# Wiring & Reversing a Chinese 1ph motor and rotary switch to 110v



## Pacer (May 5, 2011)

Any body that has an Asian tool with electrics knows that "they aint the same".

Remember here --- THIS IS FOR 110v, and, This procedure was on a 1-1/2hp 1ph Asian motor, yours may be different -- 220v is different.

Having recently spent some frustrating time getting a mill drill motor &amp; rotary/reversing switch converted over to 110v, I thought I'd share some pics I took, with some added 'balloons' pointing out how it ended up - maybe it'll help somebody down the road.

In the few instances I've seen, the wiring number system out of the motor is the same except for the reversing wires being numbered 5 &amp; 6, instead of the American system of them being 5 &amp; 8, but, seems the makeup/design on switches may be otherwise...

A tip: While chasing the wiring on this thing I was typically using a meter to 'ring' the wires - suddenly I thought of getting my small 12v battery charger and hooking it up as a substitute power source, I quickly had it figured out... Surprisingly, the 1-1/2hp universal motor would turn slightly which was a help in getting the CW/CCW right on the sw.
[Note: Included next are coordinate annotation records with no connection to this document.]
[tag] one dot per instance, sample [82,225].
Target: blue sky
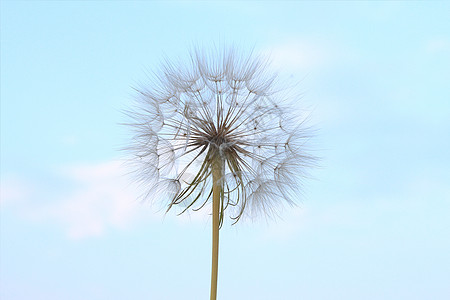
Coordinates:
[372,224]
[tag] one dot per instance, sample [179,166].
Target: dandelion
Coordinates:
[217,129]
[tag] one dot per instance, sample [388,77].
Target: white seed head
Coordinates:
[223,105]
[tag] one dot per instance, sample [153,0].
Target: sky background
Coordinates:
[373,223]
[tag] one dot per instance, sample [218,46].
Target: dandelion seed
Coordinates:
[221,119]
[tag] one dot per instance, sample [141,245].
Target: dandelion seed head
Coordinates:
[220,105]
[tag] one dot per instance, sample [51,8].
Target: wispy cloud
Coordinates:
[95,198]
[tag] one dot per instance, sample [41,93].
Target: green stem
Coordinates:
[216,172]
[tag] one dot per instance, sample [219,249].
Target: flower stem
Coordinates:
[216,172]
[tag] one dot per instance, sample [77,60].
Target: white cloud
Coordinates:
[300,55]
[95,198]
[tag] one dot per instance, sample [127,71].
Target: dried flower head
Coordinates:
[221,110]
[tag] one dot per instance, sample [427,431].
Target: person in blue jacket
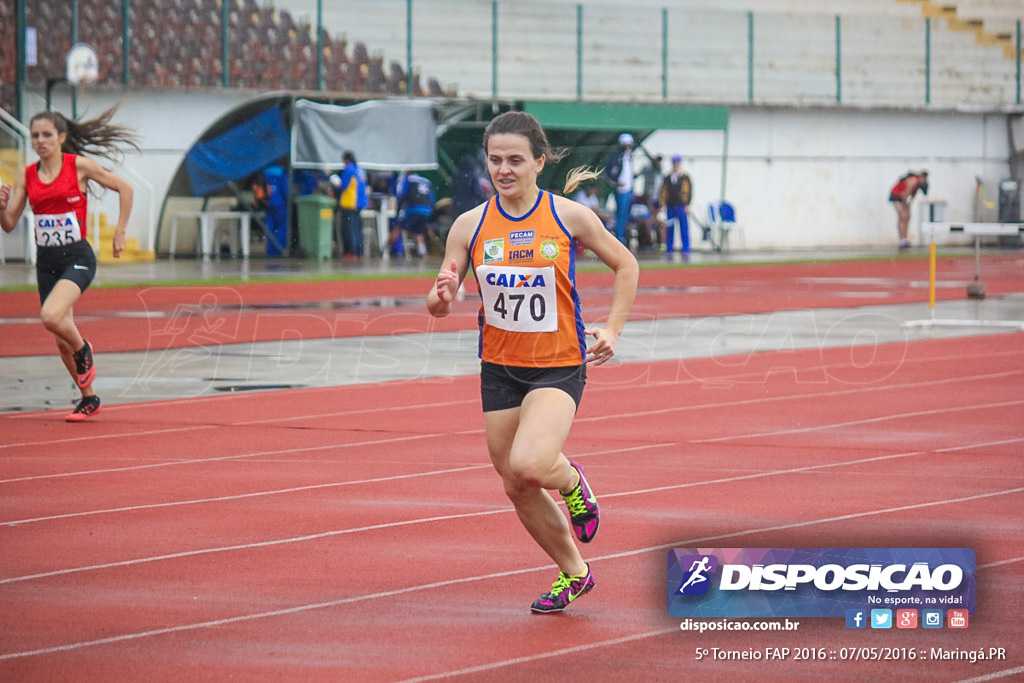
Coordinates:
[352,199]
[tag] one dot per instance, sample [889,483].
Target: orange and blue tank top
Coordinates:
[525,269]
[58,207]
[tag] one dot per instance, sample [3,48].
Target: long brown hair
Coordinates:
[520,123]
[96,137]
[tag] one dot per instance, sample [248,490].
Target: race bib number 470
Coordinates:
[57,229]
[518,299]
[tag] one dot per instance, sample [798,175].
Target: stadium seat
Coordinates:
[722,223]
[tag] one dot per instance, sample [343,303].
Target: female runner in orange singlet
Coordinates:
[534,349]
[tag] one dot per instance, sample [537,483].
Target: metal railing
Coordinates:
[532,49]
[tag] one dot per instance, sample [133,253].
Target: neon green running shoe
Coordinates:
[583,508]
[563,591]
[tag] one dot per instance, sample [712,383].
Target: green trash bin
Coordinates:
[315,224]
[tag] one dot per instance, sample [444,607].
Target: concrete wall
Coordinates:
[799,177]
[821,177]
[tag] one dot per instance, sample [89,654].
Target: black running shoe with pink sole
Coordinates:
[84,368]
[86,408]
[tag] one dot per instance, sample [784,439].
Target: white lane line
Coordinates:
[603,418]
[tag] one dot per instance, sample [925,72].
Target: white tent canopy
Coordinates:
[383,134]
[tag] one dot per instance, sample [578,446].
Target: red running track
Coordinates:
[358,534]
[157,317]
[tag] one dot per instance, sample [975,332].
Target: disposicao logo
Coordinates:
[818,582]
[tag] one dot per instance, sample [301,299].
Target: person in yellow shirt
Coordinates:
[534,343]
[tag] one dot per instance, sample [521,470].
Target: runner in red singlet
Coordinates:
[56,188]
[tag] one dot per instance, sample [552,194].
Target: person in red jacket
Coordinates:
[56,188]
[900,196]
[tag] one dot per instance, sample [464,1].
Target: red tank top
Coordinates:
[525,268]
[59,207]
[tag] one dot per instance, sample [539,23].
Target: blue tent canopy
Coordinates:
[239,153]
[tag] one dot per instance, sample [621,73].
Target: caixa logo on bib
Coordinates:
[816,582]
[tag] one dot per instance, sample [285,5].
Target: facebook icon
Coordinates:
[856,619]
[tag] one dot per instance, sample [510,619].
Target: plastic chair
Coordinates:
[722,223]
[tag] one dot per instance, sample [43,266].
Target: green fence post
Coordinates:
[665,52]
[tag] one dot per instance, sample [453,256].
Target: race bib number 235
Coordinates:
[57,229]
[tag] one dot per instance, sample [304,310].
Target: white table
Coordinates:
[207,224]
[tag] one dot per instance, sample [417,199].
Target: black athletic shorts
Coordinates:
[503,387]
[76,262]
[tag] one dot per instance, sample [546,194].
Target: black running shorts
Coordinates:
[503,387]
[76,262]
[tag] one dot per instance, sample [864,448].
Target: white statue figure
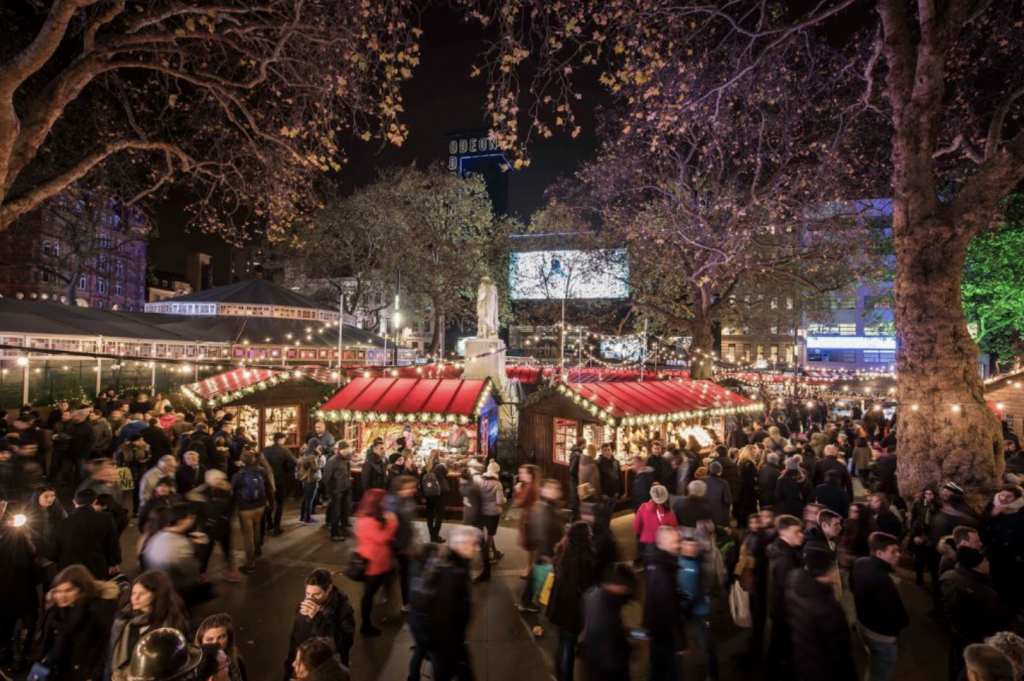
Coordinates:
[486,309]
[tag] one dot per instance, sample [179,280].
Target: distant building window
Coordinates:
[878,356]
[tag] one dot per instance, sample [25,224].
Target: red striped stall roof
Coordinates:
[626,399]
[409,395]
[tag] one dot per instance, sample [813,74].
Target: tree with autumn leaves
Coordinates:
[245,103]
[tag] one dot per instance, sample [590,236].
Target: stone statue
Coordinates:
[486,309]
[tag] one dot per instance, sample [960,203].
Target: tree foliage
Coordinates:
[243,102]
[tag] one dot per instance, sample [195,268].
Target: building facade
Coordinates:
[86,246]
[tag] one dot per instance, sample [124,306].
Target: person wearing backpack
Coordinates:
[249,487]
[433,485]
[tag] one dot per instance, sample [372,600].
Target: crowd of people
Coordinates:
[794,527]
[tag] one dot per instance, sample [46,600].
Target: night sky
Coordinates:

Editing --(Sorry on the post, some how the gremlins chopped some text and pics off)


----------



## Alan (Jun 4, 2013)

Hello Pacer,

I wanted to thank you for taking the time to post such a thorough explanation of how to wire up the reversing switch. I purchased a 1986 circa Central Machinery mill/drill this past spring.  It was "wired" for 110 when I received it, but seemed to lack power.  So much so, that it was not able to come up to full speed at the fastest belt setting.  I started poking around with my multi meter, and discovered it was only drawing 10 amps a start up, then backed down to around 2 amps, with no load.

After wiring up the motor and switch as your article described, it works perfectly now!  I get about 20 amps at start up, which only lasts about 2 seconds now, and backs down to just over 5 amps with no load.  

Also, I noticed the contacts were wearing and there was a bit of copper dust in the reversing switch, so I shot some tuner cleaner on the contacts.  The switch performs very well now.

Thanks again!
Alan


----------